Disseminated Nocardia infection is uncommon in clinical practice, with most cases occurring as opportunistic infections in immunocompromised patients. Cutaneous nocardiosis is often misdiagnosed because of its rarity and nonspecific clinical picture. Here, we report a case of disseminated nocardiosis in an immunocompetent patient presenting with multiple cutaneous abscesses.

Keywords

Disseminated nocardiosis
Nocardia
Cutaneous abscess
Immunocompromised

INTRODUCTION

The genus Nocardia belongs to the order Actinomycetales. It is aerobic, Gram-positive, filamentous bacteria. The organism is mainly geophilic and occurs in soil and decaying plant parts. Nocardia brasiliensis is the main pathogenic organism for primary cutaneous infection. N. asteroides usually causes fulminant systemic infection.[1] Immunocompromised patients account for 50% of cases, mostly pulmonary, systemic, and CNS infections.[2] Primary cutaneous disease is most commonly seen in immunocompetent patients.[1] Skin lesions are seen in 10% of patients with disseminated nocardiosis. The most common cutaneous manifestations in disseminated nocardiosis are pustules, abscesses, and nodules, which are frequently ulcerated.[3] Disseminated nocardiosis is rarely reported in immunocompetent individuals. Here, we are presenting a 54-year-old immunocompetent male patient with disseminated nocardiosis affecting lungs, CNS, and skin.

CASE REPORT

A 54-year-old male was admitted in medical ward with complaints of fever, cough, hemoptysis, anorexia, and weight loss for the past 2 weeks. The patient had a history of pulmonary tuberculosis 8 years ago for which he took antituberculous treatment (ATT) for 4 months and stopped by himself. No other comorbidities were present and he was otherwise healthy. He was not on any immunosuppressants or systemic corticosteroids. Sputum AFB was 3+. The patient was started on ATT with a diagnosis of reactivation of old pulmonary tuberculosis.
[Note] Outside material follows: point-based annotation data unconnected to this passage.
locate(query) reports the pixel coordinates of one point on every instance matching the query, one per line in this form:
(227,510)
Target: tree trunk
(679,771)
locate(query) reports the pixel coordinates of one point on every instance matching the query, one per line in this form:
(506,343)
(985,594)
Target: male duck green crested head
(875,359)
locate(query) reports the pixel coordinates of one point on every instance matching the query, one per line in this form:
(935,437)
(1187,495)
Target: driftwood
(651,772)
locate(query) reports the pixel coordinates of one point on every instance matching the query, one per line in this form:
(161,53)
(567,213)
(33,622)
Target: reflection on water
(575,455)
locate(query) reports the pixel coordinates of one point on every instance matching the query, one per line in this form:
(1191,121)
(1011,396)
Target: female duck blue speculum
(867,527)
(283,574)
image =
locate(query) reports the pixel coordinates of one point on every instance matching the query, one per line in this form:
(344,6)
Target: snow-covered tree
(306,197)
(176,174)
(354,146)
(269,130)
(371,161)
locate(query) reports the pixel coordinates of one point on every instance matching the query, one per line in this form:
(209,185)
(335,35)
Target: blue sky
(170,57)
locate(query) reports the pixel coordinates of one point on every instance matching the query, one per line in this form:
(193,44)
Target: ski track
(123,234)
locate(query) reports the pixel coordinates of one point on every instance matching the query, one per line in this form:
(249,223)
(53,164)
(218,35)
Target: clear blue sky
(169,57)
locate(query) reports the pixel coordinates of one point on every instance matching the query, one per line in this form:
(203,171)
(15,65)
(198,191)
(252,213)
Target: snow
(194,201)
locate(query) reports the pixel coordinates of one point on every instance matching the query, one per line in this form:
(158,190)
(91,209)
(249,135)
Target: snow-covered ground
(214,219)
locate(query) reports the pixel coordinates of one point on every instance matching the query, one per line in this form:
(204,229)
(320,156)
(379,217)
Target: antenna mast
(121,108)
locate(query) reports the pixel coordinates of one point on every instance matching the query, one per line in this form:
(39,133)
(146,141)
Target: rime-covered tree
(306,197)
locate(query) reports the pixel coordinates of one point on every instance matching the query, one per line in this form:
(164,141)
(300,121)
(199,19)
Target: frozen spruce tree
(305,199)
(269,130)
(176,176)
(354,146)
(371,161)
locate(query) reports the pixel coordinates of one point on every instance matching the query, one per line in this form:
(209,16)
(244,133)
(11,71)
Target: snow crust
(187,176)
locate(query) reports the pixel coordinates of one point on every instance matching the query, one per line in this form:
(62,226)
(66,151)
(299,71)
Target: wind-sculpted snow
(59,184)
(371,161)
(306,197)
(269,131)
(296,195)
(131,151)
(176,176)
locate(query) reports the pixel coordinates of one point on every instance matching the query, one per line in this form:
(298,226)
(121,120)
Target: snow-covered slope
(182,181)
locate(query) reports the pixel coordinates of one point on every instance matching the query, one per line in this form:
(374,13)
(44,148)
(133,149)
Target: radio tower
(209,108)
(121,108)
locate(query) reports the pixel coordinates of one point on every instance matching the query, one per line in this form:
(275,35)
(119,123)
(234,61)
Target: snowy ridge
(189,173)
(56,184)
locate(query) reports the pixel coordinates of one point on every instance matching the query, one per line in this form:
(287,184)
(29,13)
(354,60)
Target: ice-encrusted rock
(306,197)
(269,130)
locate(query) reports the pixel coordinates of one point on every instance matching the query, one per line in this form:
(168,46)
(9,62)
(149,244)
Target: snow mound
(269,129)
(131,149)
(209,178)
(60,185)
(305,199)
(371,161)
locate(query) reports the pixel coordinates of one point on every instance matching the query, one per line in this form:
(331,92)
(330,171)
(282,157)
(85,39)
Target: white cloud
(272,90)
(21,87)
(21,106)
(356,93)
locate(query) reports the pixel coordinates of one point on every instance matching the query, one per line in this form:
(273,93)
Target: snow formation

On the 5th day of admission, the patient developed irrelevant talks, disorientation, vomiting, neck stiffness, involuntary passage of urine, and stool. Due to worsening respiratory symptoms and signs, the patient was shifted to ICU [Figure 1]. Differential diagnosis of tuberculous meningitis, multidrug-resistant tuberculosis, and hyponatremia were considered.

On the 8th day of admission, dermatology opinion was sought for two fluctuant swellings on the right side of chest [Figure 2]. Tenderness could not be elicited as the patient was unconscious. There was no local rise in temperature. Thick pus aspirated from the lesions was sent for Gram stain, AFB stain, and culture. Differential diagnosis considered were tuberculous cold abscess, septicemia, and systemic nocardiosis.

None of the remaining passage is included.